In deze zaak gaat het om een hoger beroep in een kort geding dat is aangespannen door Woningstichting Rochdale tegen twee huurders, [geïntimeerde sub 1] en [geïntimeerde sub 2], wegens de aanwezigheid van een hennepkwekerij in de huurwoning. De kantonrechter had eerder de ontruimingsvordering van Rochdale voorwaardelijk toegewezen, wat betekent dat de huurders de woning mochten behouden zolang zij gedurende een jaar geen inbreuk maakten op de huurovereenkomst. Rochdale is in hoger beroep gegaan, omdat zij van mening is dat de tekortkoming in de nakoming van de huurovereenkomst een onvoorwaardelijke ontbinding rechtvaardigt.
De feiten zijn als volgt: de huurders huren sinds 29 mei 2002 de woning van Rochdale.

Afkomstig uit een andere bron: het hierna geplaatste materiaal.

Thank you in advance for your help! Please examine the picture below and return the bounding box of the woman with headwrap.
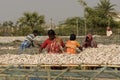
[82,34,97,48]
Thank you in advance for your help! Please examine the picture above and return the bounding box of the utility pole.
[76,19,79,36]
[50,18,52,29]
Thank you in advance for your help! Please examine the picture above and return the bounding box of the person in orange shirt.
[65,34,82,54]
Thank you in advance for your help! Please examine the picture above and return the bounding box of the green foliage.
[17,12,45,30]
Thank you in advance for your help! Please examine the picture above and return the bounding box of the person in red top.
[82,34,97,48]
[39,29,65,53]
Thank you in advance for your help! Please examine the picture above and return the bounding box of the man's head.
[70,34,76,41]
[48,29,56,40]
[86,34,93,41]
[33,30,39,36]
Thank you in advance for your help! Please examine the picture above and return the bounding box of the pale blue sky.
[0,0,120,23]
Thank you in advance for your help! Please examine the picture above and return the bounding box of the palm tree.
[17,12,45,30]
[96,0,116,26]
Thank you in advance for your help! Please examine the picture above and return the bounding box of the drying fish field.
[0,36,120,80]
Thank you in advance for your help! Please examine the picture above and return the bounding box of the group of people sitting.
[20,29,97,54]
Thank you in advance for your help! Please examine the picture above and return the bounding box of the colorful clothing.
[83,34,97,48]
[20,34,35,51]
[65,40,80,54]
[41,38,64,53]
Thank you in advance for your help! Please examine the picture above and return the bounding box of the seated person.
[20,30,38,51]
[65,34,82,54]
[39,29,65,53]
[82,34,97,48]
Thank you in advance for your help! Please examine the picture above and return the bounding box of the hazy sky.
[0,0,120,23]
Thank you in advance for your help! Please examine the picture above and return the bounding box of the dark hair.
[48,29,56,35]
[70,34,76,40]
[33,30,39,34]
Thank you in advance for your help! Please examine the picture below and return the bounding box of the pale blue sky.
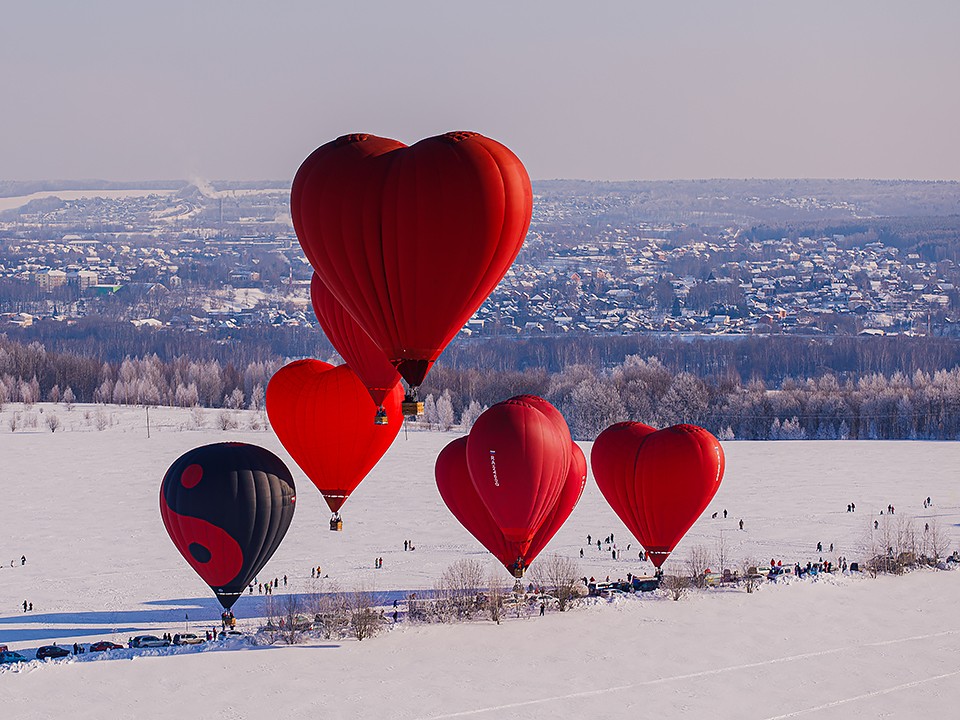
[0,0,960,180]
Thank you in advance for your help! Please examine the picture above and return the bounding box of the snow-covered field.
[0,404,960,720]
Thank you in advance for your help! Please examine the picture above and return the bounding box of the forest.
[0,328,960,440]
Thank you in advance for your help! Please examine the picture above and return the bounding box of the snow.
[0,404,960,720]
[0,189,176,212]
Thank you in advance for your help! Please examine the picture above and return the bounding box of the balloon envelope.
[590,423,724,567]
[310,273,400,406]
[267,360,403,512]
[290,132,533,387]
[435,437,587,575]
[160,443,296,608]
[467,398,572,552]
[525,442,587,565]
[434,437,519,570]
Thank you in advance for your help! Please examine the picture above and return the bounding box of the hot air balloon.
[160,443,296,610]
[467,398,571,552]
[434,437,519,570]
[590,422,724,568]
[524,444,587,565]
[267,360,403,530]
[435,437,587,577]
[310,273,400,425]
[290,132,533,411]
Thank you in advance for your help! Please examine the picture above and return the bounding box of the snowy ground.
[0,404,960,720]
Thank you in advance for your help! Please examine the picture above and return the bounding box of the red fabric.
[267,360,403,512]
[310,273,400,405]
[160,504,243,587]
[435,434,587,572]
[590,423,724,567]
[290,133,533,387]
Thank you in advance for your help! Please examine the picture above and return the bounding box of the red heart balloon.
[435,434,587,575]
[290,132,533,387]
[267,360,403,512]
[310,273,400,406]
[590,422,724,567]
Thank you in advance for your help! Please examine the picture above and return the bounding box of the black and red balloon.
[290,132,533,387]
[160,443,296,609]
[590,422,724,568]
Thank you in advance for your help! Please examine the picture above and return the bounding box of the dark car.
[37,645,70,660]
[0,650,27,665]
[130,635,172,648]
[90,640,123,652]
[173,633,205,645]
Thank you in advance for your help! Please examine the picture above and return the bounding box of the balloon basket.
[400,400,423,417]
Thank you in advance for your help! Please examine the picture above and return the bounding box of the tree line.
[0,337,960,440]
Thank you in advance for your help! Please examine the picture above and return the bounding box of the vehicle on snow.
[90,640,123,652]
[37,645,70,660]
[173,633,206,645]
[0,650,27,665]
[130,635,170,648]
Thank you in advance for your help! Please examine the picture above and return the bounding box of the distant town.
[0,181,960,337]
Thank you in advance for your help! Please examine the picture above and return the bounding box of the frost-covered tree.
[460,400,484,430]
[436,390,454,432]
[563,378,627,440]
[223,388,246,410]
[420,393,440,430]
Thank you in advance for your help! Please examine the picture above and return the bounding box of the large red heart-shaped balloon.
[590,422,724,567]
[267,360,403,512]
[290,132,533,387]
[310,273,400,406]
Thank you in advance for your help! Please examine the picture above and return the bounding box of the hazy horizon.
[0,0,960,182]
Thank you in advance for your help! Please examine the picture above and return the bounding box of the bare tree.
[437,390,454,432]
[487,568,507,625]
[530,555,583,612]
[923,518,950,563]
[308,585,350,640]
[223,388,245,410]
[715,532,730,574]
[217,410,239,430]
[350,587,385,641]
[263,593,313,645]
[460,400,484,430]
[44,412,61,432]
[436,558,483,621]
[687,545,710,588]
[660,575,691,600]
[190,405,205,430]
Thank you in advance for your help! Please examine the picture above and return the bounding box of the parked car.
[130,635,170,647]
[0,650,27,665]
[173,633,206,645]
[37,645,70,660]
[90,640,123,652]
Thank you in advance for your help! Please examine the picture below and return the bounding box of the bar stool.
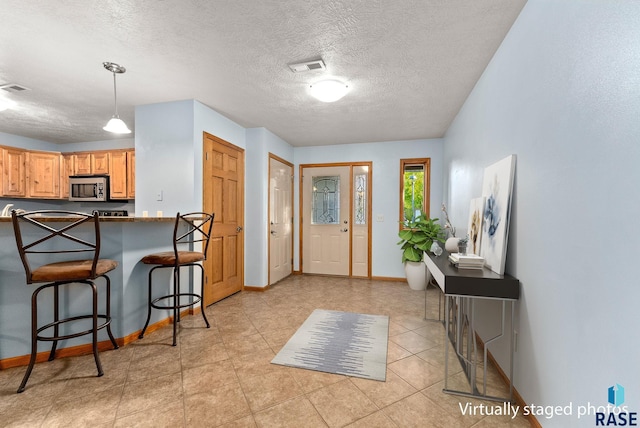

In september 2017 heeft de politie een hennepkwekerij aangetroffen in de woning, wat leidde tot de sommaties van Rochdale om de huurovereenkomst op te zeggen. De huurders hebben betoogd dat zij niet op de hoogte waren van de hennepkwekerij, maar het hof oordeelt dat zij tekort zijn geschoten in hun verplichtingen als huurders. Het hof stelt vast dat de aanwezigheid van een professionele hennepkwekerij in de woning een ernstige tekortkoming is die de ontbinding van de huurovereenkomst rechtvaardigt.
Het hof vernietigt het eerdere vonnis van de kantonrechter en wijst de ontruimingsvordering van Rochdale onvoorwaardelijk toe. De huurders worden veroordeeld om de woning binnen twee maanden te ontruimen en worden hoofdelijk in de proceskosten veroordeeld. Het hof benadrukt dat het belang van Rochdale bij een snelle ontruiming groot is, gezien haar beleid tegen hennepteelt en de negatieve impact daarvan op de buurt.